The Reagan administration has seen security largely in military terms: It shored up the nation's defenses.

US-Soviet security is no longer a zero-sum game in which one power is secure at the other's expense. If ``star wars'' encourages trust in a vague continental invulnerability, it is unrealistic.

The administration views the third world primarily as an arena of superpower conflict. Anticommunist rebels in Nicaragua, Angola, Cambodia, and Afghanistan were backed.

The next administration should make a greater effort to view East-West relations in a North-South context as well. Social and economic problems, which often shape the appeal of one system over another, must be addressed.

The US must also work harder to coordinate foreign economic policy and stabilize the dollar. Washington leadership on the world debt crisis is also needed.

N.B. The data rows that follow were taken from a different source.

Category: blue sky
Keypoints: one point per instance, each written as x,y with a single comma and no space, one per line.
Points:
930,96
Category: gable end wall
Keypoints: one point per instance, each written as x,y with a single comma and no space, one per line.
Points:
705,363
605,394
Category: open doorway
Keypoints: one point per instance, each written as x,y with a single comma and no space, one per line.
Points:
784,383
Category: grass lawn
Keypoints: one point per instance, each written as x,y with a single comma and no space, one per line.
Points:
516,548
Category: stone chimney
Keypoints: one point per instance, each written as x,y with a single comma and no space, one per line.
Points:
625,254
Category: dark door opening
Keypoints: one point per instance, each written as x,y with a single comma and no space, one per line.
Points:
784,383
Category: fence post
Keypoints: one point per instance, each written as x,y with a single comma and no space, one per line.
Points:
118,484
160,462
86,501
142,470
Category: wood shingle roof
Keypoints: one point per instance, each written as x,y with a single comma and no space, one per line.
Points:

What should US policy priorities be?

The current administration has overexpanded US commitments, listing even Chad and Sudan among nations vital to the US national interest. The US has defense ties of some kind with about 60 nations. Some vagueness on the subject can keep adversaries guessing, but friends can also wrongly assume it means US military help in any grievance.

US voters and overseas friends deserve a clear understanding of America's defense and aid priorities. A nation with a sizable deficit and a Vietnam-wary electorate cannot avoid tough choices. Americans like to think their nation can do anything anywhere; in practice the costs and risks are too high.

Alliances with Western Europe and Japan are most vital; institutional reforms are needed to give these nations a larger role in making decisions and in bearing costs. America's open-ended military commitment in the Gulf merits review.

A new administration must reassess America's leadership role. By taking a strong, active stance in the Middle East, the US can give nations in the area someone to blame for the tough decisions they must make to get an accord. The US should also call for another world environment parley to review progress made since the UN Stockholm conference of 1972. Yet US leadership need not mean more high-profile or unilateral action; often the US can serve as a catalyst within multilateral efforts.

Who speaks for the president?

US foreign policy is clearest when a president specifies whether the national-security adviser or, preferably, the secretary of state speaks for him. An administration need not speak with a single voice, but a more harmonious chorus can help.